Documents
Two files are used to represent the documents in a segment. The data file contains the
data for each document in the segment. The index file contains, for each document, its
corresponding offset in the data file.
Data File
The data file contains the fields for each document. The documents are stored serially.
┌───────────────────────────┐
│ ┌───────────────────────┐ │
│ │ Document 1 │ │
│ ├───────────────────────┤ │
│ │ ... │ │
│ ├───────────────────────┤ │
│ │ Document n │ │
│ └───────────────────────┘ │
└───────────────────────────┘
Document
Each document is composed of an ID and its fields. The ID is a sequence of valid UTF-8 bytes
and it is encoded first by encoding the length of the ID, in bytes, as a variable-sized
unsigned integer and then encoding the actual bytes which comprise the ID. Following the ID
are the fields. The number of fields in the document is encoded first as a variable-sized
unsigned integer and then the fields themselves are encoded.
┌───────────────────────────┐
│ ┌───────────────────────┐ │
│ │ Length of ID │ │
│ │ (uvarint) │ │
│ ├───────────────────────┤ │
│ │ │ │
│ │ ID │ │
│ │ (bytes) │ │
│ │ │ │
│ ├───────────────────────┤ │
│ │ Number of Fields │ │
│ │ (uvarint) │ │
│ ├───────────────────────┤ │
│ │ │ │
│ │ Field 1 │ │
│ │ │ │
│ ├───────────────────────┤ │
│ │ │ │
│ │ ... │ │
│ │ │ │
│ ├───────────────────────┤ │
│ │ │ │
│ │ Field n │ │
│ │ │ │
│ └───────────────────────┘ │
└───────────────────────────┘
Field
Each field is composed of a name and a value.
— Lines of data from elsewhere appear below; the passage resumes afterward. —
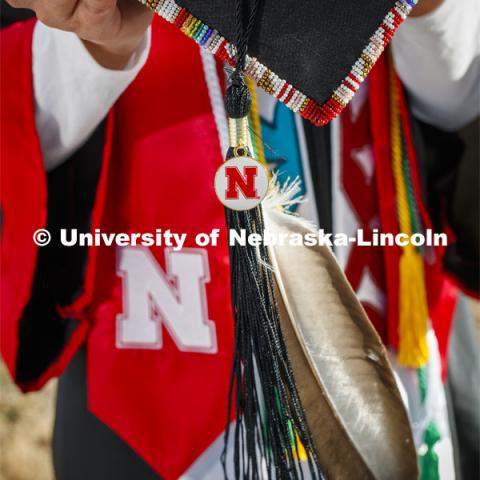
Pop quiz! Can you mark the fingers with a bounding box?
[7,0,35,10]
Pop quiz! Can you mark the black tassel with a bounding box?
[222,203,324,479]
[222,0,324,480]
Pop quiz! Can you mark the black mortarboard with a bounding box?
[141,0,417,125]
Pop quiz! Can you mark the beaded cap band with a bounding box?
[139,0,418,126]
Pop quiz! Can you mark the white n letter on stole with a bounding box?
[116,247,217,353]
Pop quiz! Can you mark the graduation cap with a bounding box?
[140,0,417,480]
[140,0,417,125]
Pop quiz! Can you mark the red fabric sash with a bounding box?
[83,20,233,479]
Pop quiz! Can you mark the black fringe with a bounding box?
[222,207,325,480]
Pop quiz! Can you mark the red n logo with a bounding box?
[225,166,259,200]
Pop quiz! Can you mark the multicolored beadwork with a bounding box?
[139,0,418,125]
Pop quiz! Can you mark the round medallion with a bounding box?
[215,157,269,210]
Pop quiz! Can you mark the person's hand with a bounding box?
[7,0,153,69]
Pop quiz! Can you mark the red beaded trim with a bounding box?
[139,0,417,125]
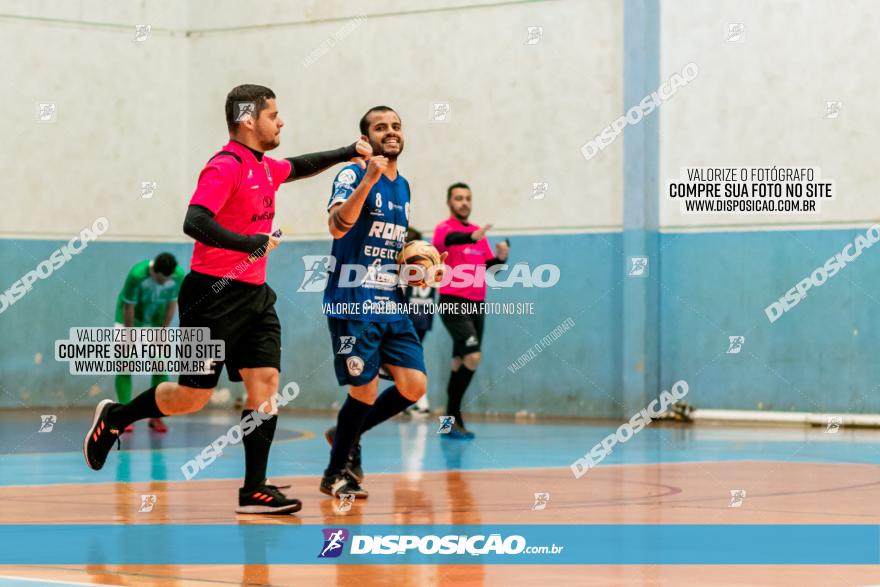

The name and value are a sequence of valid
UTF-8 bytes and they are stored by encoding the length of the name (value), in bytes, as a
variable-sized unsigned integer and then encoding the actual bytes which comprise the name
(value). The name is encoded first and the value second.
┌───────────────────────────┐
│ ┌───────────────────────┐ │
│ │ Length of Field Name │ │
│ │ (uvarint) │ │
│ ├───────────────────────┤ │
│ │ │ │
│ │ Field Name │ │
│ │ (bytes) │ │
│ │ │ │
│ ├───────────────────────┤ │
│ │ Length of Field Value │ │
│ │ (uvarint) │ │
│ ├───────────────────────┤ │
│ │ │ │
│ │ Field Value │ │
│ │ (bytes) │ │
│ │ │ │
│ └───────────────────────┘ │
└───────────────────────────┘
Index File
The index file contains, for each postings ID in the segment, the offset of the corresponding
document in the data file. The base postings ID is stored at the start of the file as a
little-endian uint64
. Following it are the actual offsets.
┌───────────────────────────┐
│ Base │
│ (uint64) │
├───────────────────────────┤
│ │
│ │
│ Offsets │
│ │
│ │
└───────────────────────────┘
Offsets
The offsets are stored serially starting from the offset for the base postings ID. Each
offset is a little-endian uint64
. Since each offset is of a fixed-size we can access
the offset for a given postings ID by calculating its index relative to the start of
the offsets. An offset equal to the maximum value for a uint64 indicates that there is
no corresponding document for a given postings ID.
┌───────────────────────────┐
│ ┌───────────────────────┐ │
│ │ Offset 1 │ │
│ │ (uint64) │ │
│ ├───────────────────────┤ │
│ │ ... │ │
│ ├───────────────────────┤ │
│ │ Offset n │ │
│ │ (uint64) │ │
│ └───────────────────────┘ │
└───────────────────────────┘